Barney Traynor

Profile
- Position: Center

Personal information
- Born: November 24, 1894 Beaver Dam, Wisconsin, U.S.
- Died: August 26, 1980 (aged 85) Austin, Texas, U.S.
- Listed height: 6 ft 1 in (1.85 m)
- Listed weight: 190 lb (86 kg)

Career information
- High school: South Division (Milwaukee, Wisconsin)
- College: Colgate

Career history

Playing
- Milwaukee Badgers (1925);

Coaching
- Wisconsin (1923–1925) Line coach; Michigan State (1926) Line coach;
- Stats at Pro Football Reference

= Barney Traynor =

American football player and coach (1894–1980)

Bernard Philip "Barney" Traynor (November 24, 1894 – August 26, 1980) was an American football player and coach. He played professionally in the National Football League (NFL) for the Milwaukee Badgers in 1925 as a center. Traynor played college football at Colgate University.
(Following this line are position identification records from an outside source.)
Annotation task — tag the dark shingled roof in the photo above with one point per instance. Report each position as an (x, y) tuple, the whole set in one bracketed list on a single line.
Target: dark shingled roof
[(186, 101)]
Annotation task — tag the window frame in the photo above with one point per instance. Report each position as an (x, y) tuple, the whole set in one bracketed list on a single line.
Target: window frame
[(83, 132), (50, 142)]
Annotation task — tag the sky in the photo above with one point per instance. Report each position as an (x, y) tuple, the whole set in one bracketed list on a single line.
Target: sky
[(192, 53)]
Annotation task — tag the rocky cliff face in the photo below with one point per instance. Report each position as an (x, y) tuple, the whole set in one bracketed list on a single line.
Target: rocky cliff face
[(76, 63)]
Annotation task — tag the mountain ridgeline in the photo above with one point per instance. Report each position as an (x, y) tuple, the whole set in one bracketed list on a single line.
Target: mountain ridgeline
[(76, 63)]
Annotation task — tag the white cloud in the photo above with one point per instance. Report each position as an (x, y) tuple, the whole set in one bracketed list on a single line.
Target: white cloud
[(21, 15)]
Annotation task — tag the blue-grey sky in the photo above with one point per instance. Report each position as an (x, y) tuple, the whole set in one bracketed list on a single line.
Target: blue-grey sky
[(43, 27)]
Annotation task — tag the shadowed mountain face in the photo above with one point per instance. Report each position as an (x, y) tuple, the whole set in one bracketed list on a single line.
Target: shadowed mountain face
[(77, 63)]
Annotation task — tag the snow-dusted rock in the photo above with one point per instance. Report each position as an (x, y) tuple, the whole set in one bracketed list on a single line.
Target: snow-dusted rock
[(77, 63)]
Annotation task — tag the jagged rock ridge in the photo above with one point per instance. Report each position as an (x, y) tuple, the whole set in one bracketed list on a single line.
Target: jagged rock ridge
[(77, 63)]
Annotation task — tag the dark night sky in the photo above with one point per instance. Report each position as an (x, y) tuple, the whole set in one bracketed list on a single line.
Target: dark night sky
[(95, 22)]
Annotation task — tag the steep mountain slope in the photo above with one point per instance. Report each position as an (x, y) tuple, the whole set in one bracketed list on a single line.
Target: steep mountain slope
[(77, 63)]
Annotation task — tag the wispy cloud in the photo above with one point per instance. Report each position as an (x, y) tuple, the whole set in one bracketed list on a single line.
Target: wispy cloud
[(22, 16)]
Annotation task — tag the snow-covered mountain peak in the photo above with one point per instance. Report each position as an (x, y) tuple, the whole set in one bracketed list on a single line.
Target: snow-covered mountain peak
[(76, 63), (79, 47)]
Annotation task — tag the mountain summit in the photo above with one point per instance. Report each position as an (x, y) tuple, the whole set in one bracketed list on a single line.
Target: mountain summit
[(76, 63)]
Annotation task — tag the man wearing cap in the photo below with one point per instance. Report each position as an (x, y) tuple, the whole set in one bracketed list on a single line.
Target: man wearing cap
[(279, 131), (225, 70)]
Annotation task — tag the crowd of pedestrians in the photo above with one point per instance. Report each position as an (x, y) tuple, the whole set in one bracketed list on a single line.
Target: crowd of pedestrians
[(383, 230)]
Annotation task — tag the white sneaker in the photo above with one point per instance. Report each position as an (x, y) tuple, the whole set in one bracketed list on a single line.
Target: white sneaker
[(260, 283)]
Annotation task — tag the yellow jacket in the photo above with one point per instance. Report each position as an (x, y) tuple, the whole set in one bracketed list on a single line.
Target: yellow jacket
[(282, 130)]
Traynor was born on November 24, 1896, in Beaver Dam, Wisconsin. In 1923, he was hired as an assistant football coach at the University of Wisconsin under head coach John J. Ryan. He served as line coach at Wisconsin for two seasons, in 1923 and 1924. Traynor was appointed an assistant football coach at Michigan State College—now known as Michigan State University—in 1926 under head coach and athletic director Ralph H. Young. In 1926, Traynor wrote a lyric to music by Gaetano Donizetti, the Sextet from his opera, Lucia di Lammermoor, which is now the Michigan State alma mater, MSU Shadows. In 1928, he enrolled the University of Michigan Law School.